Interdecadal Variation in Rossby Wave Source over the Tibetan Plateau and Its Impact on the East Asia Circulation Pattern during Boreal Summer

Abstract

The wave activity flux representing the energy propagation direction of planetary Rossby wave generally originates from a large wave source area. This study investigates the interdecadal variability and formation mechanism of Rossby wave source over the Tibetan Plateau (TP-RWS) and its impact on the atmospheric circulation and precipitation pattern in East Asia based on the ERA-20C reanalysis dataset in summer (June–July–August) during 1900 to 2010. Results show that the region with the maximum variabilities of Rossby wave source (RWS) in the past 110 years appears over the Tibetan Plateau (TP) during boreal summer, and the TP-RWS shows prominent characteristics of interdecadal oscillation.
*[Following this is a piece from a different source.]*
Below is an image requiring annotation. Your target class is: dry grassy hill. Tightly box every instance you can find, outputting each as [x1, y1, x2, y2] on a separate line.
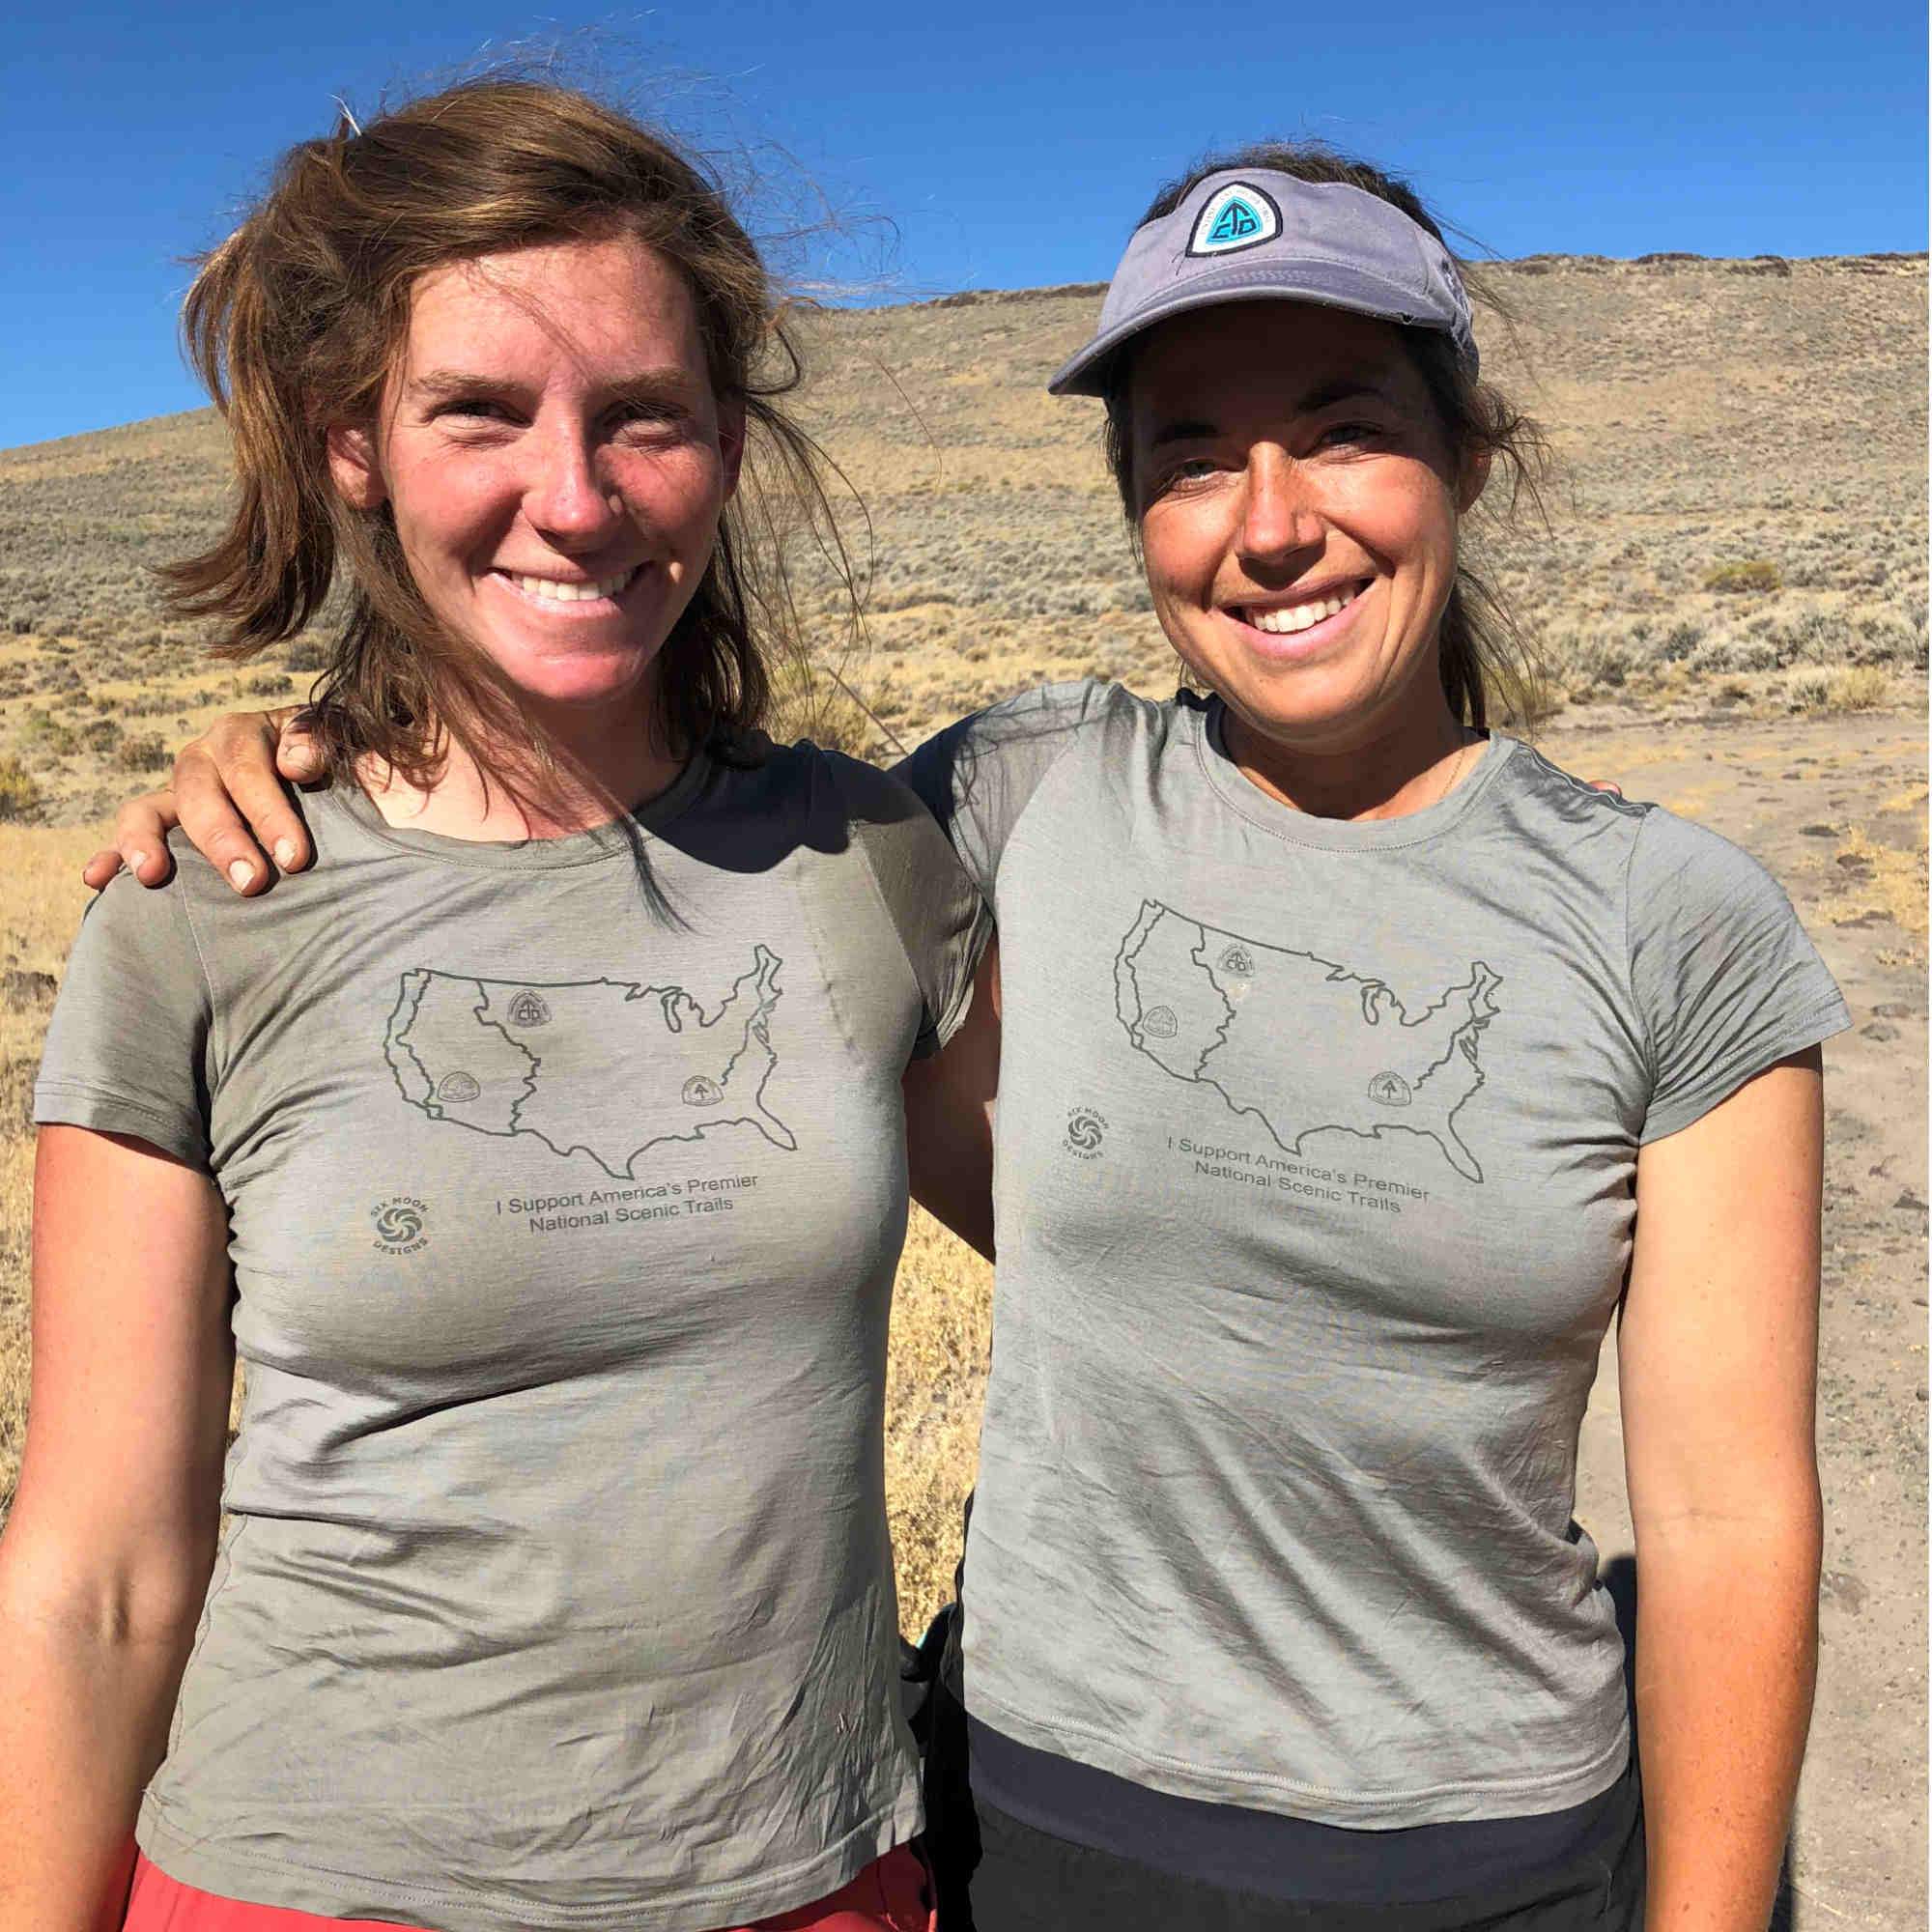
[0, 255, 1926, 1923]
Secondly, the TP-RWS is mainly composed of the vortex stretching term (RWS-S1) and the absolute vorticity advection term (RWS-S2). The interdecadal TP-RWS is a synergistic result of the snow cover over northwestern TP associated with the RWS-S1, and the deep convection over southeastern TP associated with the RWS-S2. Furthermore, the interdecadal TP-RWS can lead to an alternatively positive and negative pattern of geopotential height anomalies from the northwestern TP to the North Pacific, which has a great climate effect on the precipitation in Huang-huai River Basin, South Korea and Japan Island. Under the guidance of the anomalous cyclonic circulation in East Asia, the prevailing southerly and easterly winds occur over the West Pacific and the Huang-huai River Basin, which lead to the water vapor convergence and upward movement at middle and lower troposphere.